Training for Climbing, 2nd: The Definitive Guide to Improving Your Performance (How To Climb Series)
While some downtime is a good thing each year (mentally and in the case of nagging injuries), frequent breaks in training make it very difficult to acquire long-term gains in strength.
If you are someone who travels a lot on business, or for some other reason frequently misses a week or two of training, you can temporarily delay the detraining by leveraging your knowledge of the lengthened supercompensation period after high-intensity workouts. Since we know that it can take several days to recover from a long, intense workout, performing such a workout the day before the beginning of your break would delay the beginning of detraining by a few more days. Therefore, you might return from the break and be at peak strength even after ten days off. This long period of supercompensation after extremely strenuous training or climbing also explains why the many enthusiastic climbers who are unknowingly overtraining discover a new level of strength after taking a week off from training and climbing.

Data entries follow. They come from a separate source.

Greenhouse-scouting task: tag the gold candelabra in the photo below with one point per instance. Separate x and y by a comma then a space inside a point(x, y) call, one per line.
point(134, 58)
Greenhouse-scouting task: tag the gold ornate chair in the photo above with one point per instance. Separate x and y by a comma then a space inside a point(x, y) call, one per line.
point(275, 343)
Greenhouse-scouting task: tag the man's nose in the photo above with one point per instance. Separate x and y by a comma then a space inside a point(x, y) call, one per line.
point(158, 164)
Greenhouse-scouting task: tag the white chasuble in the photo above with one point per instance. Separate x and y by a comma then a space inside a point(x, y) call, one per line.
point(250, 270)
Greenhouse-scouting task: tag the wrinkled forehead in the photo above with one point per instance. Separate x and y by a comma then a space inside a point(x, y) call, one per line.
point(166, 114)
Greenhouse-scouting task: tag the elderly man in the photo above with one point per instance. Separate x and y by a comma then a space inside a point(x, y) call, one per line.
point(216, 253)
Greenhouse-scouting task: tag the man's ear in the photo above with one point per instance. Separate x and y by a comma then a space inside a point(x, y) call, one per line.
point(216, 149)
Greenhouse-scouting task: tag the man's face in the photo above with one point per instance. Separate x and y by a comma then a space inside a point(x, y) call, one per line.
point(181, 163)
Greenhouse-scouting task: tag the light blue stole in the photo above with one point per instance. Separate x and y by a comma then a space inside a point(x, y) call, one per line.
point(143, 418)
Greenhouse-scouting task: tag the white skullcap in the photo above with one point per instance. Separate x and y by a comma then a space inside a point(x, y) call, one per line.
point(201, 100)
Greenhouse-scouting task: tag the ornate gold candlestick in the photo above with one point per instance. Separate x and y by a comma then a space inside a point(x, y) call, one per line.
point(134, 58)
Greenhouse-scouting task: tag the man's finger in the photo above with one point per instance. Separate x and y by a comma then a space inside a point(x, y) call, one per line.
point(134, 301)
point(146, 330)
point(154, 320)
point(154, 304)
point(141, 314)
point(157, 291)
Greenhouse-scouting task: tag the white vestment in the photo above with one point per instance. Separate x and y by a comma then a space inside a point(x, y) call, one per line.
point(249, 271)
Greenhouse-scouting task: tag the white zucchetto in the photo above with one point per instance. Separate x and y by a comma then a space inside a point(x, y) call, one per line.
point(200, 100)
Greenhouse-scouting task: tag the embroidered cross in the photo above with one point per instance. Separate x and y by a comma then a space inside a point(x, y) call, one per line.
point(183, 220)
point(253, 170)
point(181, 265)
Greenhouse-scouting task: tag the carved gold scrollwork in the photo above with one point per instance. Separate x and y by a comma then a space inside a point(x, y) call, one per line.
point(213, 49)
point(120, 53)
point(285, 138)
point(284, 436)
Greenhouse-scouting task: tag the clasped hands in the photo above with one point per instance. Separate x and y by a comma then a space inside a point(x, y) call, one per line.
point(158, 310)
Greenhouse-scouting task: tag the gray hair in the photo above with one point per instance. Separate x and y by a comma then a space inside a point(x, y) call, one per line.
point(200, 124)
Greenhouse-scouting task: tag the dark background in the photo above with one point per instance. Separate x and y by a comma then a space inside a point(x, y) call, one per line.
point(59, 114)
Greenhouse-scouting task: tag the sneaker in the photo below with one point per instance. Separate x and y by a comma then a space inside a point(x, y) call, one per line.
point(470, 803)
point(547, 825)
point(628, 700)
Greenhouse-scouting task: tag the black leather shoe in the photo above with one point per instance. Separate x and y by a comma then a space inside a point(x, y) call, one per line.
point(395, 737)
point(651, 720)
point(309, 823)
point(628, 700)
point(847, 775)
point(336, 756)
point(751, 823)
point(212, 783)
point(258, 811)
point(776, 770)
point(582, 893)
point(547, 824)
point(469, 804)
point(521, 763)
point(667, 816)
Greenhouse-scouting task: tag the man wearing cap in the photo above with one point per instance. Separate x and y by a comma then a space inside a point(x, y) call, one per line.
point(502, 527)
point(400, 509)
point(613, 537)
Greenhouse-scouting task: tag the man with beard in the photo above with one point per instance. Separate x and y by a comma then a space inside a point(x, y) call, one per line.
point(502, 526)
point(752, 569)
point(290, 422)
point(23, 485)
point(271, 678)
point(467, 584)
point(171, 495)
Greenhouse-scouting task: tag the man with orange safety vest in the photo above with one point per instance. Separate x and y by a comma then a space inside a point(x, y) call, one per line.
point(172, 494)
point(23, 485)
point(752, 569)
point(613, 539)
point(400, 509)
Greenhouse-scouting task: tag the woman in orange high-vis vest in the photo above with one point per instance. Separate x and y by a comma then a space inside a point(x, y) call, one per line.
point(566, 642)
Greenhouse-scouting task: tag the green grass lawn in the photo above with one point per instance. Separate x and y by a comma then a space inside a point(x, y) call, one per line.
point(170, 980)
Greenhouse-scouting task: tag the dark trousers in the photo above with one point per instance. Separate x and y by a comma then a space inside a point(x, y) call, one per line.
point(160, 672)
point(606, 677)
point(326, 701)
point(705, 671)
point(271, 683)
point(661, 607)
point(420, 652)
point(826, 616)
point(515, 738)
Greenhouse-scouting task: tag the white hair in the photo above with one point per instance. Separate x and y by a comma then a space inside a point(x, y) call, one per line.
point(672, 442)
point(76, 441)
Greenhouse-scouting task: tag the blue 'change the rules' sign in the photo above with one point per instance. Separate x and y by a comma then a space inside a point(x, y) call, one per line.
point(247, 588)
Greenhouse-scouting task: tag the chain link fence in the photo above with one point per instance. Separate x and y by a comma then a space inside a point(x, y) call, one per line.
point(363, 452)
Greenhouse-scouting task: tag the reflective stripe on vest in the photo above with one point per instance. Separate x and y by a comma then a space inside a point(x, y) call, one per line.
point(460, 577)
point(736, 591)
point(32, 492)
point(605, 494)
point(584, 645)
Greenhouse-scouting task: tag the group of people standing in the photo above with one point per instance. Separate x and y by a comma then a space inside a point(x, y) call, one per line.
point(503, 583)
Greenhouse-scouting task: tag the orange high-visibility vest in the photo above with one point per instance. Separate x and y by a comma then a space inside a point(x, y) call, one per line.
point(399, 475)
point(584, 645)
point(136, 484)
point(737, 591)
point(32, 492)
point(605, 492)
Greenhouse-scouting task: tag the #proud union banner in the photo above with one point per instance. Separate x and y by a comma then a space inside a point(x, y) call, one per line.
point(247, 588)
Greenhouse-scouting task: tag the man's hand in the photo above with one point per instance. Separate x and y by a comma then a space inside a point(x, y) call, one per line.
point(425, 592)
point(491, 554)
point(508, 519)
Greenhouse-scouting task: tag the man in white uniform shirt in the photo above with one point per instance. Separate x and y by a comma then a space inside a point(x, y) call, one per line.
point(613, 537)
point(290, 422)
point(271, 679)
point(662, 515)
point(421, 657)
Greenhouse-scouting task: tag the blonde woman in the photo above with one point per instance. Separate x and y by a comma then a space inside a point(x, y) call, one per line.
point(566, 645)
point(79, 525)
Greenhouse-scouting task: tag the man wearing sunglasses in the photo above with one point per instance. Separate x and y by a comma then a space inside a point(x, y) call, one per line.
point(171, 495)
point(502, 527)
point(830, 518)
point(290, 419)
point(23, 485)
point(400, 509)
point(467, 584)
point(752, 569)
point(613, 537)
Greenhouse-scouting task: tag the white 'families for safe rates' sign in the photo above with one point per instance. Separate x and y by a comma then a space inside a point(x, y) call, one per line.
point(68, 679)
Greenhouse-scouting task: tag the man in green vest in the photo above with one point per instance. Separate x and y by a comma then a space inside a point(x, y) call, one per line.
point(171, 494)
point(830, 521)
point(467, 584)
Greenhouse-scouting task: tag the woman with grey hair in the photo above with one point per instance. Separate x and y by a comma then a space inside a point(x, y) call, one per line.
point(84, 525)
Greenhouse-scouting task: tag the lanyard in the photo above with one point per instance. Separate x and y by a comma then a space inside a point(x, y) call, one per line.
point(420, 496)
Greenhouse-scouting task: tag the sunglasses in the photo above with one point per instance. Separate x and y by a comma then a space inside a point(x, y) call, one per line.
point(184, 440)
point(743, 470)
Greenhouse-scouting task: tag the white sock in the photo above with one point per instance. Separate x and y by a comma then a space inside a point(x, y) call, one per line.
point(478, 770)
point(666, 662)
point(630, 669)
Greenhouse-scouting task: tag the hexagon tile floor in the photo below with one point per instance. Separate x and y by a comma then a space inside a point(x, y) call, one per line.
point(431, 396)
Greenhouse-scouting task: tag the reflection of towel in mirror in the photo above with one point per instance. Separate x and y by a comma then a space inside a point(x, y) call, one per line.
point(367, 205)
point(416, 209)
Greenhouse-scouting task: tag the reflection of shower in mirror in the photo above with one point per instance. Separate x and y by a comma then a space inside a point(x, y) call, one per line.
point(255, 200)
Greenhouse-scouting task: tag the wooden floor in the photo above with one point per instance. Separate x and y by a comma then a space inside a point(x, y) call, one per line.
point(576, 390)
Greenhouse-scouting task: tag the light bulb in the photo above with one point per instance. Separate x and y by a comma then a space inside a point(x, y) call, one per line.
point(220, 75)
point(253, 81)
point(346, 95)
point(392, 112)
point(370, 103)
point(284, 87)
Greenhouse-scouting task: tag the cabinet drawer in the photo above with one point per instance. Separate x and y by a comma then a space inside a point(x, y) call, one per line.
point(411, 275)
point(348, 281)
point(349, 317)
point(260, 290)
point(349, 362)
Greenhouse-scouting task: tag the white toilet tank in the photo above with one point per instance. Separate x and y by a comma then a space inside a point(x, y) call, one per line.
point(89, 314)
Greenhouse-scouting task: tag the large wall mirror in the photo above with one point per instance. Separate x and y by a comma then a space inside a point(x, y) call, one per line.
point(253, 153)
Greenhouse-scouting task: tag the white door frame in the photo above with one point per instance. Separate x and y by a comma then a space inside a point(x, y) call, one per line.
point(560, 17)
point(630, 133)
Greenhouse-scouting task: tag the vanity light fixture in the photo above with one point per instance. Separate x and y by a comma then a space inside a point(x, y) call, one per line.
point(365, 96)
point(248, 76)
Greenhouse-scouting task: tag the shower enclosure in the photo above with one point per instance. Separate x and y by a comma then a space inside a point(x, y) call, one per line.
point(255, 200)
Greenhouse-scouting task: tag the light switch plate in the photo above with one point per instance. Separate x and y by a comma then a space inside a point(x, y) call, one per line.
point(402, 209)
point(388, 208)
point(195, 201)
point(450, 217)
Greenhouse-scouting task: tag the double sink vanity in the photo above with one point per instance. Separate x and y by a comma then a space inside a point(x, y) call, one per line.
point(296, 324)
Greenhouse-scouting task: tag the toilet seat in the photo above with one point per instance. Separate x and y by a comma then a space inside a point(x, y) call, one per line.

Tips for Effective Physical Training
1. Specificity: For an exercise to produce usable strength gains for climbing, it must be markedly similar to the physical action of climbing, including velocity and pattern of movement, body position, range of motion, and type of contraction.
2. Individualization: There are no other climbers quite like you; therefore, your optimal training program will be different from those of all other climbers!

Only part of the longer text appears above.